Secret des affaires. Irène Frachon se fâche

Jeudi, à l’occasion de ses vœux à la presse, Emmanuel Macron s’est voulu rassurant sur « le secret des affaires »,l’un des volets polémiques de sa loi « pour la croissance et l’activité ».

Le Dr Irène Frachon, pneumologue au CHU de Brest, qui avait révélé le scandale du Mediator, a découvert « avec effarement » l’amendement de la loi Macron instaurant un « secret des affaires » susceptible d’écarter journalistes et lanceurs d’alerte. « Avec cet amendement, l’affaire du Mediator ne serait jamais sortie », prévient-elle.

Pourquoi estimez-vous que cet amendement est dangereux ?
Avez-vous lu l’amendement initial ? C’était… terrifiant ! Une information devenait protégée dans la mesure où celle-ci avait « une valeur économique » ou encore parce qu’elle n’était « généralement pas connue ou aisément accessible ». Cela voulait dire, pas question de mettre le nez dans nos affaires ! Pas d’investigation possible ! C’est tout simplement incroyable. C’est une chape de plomb qui s’abat avec le verrouillage de toute info qui pourrait gêner les intérêts d’un industriel. Qu’elle provienne de la presse ou d’un lanceur d’alerte.

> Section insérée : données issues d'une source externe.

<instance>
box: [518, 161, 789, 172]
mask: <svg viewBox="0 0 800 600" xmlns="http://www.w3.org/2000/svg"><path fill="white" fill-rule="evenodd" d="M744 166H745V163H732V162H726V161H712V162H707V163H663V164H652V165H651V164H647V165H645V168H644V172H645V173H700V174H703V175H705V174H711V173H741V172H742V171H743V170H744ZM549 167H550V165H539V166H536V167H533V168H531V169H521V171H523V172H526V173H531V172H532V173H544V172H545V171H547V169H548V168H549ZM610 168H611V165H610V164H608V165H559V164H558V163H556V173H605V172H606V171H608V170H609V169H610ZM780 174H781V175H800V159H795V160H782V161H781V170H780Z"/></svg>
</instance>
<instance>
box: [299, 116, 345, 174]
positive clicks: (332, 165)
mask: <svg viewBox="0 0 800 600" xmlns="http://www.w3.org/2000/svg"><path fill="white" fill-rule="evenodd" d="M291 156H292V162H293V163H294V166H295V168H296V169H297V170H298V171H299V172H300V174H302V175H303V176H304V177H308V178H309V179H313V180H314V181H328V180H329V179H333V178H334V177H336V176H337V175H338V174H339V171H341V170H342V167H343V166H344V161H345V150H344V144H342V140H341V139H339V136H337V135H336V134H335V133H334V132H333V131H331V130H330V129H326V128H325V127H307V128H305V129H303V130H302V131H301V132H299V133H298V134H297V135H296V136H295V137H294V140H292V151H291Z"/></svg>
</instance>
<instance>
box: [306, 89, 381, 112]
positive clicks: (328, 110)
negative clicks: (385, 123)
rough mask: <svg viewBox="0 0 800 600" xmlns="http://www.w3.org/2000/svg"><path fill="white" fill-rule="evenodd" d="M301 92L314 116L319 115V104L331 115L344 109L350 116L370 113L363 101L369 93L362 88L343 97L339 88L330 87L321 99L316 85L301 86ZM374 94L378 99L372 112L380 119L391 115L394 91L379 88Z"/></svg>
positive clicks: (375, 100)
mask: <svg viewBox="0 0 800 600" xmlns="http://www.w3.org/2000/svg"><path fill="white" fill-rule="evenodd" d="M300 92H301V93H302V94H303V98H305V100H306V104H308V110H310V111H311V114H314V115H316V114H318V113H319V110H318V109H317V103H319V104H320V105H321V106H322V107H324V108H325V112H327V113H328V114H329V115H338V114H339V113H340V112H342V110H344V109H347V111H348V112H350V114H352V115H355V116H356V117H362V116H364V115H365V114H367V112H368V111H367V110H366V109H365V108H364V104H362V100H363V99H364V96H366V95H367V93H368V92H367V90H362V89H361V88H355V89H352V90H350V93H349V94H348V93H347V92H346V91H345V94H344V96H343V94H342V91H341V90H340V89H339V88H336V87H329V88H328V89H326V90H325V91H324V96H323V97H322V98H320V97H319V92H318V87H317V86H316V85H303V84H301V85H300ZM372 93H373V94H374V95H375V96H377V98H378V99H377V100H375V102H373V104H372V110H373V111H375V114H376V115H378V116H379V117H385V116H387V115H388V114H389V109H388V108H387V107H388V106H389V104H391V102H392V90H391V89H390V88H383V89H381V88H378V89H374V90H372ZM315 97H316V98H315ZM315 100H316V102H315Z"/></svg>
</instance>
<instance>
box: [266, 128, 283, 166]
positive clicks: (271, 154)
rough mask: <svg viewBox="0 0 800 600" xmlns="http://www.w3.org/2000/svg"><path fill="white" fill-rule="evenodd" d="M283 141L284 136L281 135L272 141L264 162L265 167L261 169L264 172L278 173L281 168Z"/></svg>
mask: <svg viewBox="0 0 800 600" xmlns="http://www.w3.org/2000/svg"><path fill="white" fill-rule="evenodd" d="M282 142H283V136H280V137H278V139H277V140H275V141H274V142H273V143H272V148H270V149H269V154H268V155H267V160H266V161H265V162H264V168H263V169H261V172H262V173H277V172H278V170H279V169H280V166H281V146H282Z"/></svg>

Cela vous a immédiatement fait penser à l’affaire du Mediator ?

Oui ! Sortir cette affaire, vous vous en souvenez, n’a pas été une promenade de santé. C’est grâce au relais de la presse que le scandale a véritablement éclaté. Le livre que j’avais écrit et qui donnait l’alerte avait été censuré par le tribunal de Brest. Les motifs donnés par le jugement donnent un aperçu de ce que serait le prétexte du « secret des affaires » : le sous-titre « combien de morts » avait été censuré parce que cette mention était, je cite, « une imprudence par l’important discrédit qu’elle pourrait faire supporter au fabricant du produit et les conséquences sur l’image de ce dernier, et, par là-même, son activité industrielle, économique, et commerciale » et dépassait « à l’évidence la seule liberté d’expression en matière de presse ». Avec l’amendement de la loi Macron, en sus de la censure, c’était le spectre de la ruine et de la prison ! Je n’aurais personnellement jamais eu le courage d’affronter cette perspective et certainement renoncé à publier mon livre.

Le revirement du gouvernement, hier matin, qui promet d’amender l’amendement (sic) pour garantir la liberté de la presse, la liberté d’information et la liberté d’investigation vous satisfait-il ?
Les derniers éléments qui m’ont été communiqués, hier midi, ne me rassurent pas du tout. Il est, par exemple, fait mention d’un risque « grave » pour la santé pour échapper à cette loi. Tout est dans ce terme de « grave » et son appréciation. Le diable se glisse dans les détails. Dans le jugement qui a condamné mon éditeur à retirer le livre sur le Mediator (NDLR, le jugement a été cassé en appel, huit mois plus tard), c’est bien la contestation du mot « grave » par le juge qui a abouti à cette condamnation, ainsi que la préservation de l’intérêt commercial de la firme. Servier estimait que je surévaluais le risque et contestait la gravité des faits dénoncés…

Quelle solution s’impose à vos yeux ?
Il me semble qu’il faut retirer la totalité de l’amendement et le réécrire plus tard, après audition de lanceurs d’alerte et de journalistes. Pour moi, le problème a été abordé à l’envers. Si on doit protéger les firmes de l’espionnage industriel, ce n’est pas en muselant la critique.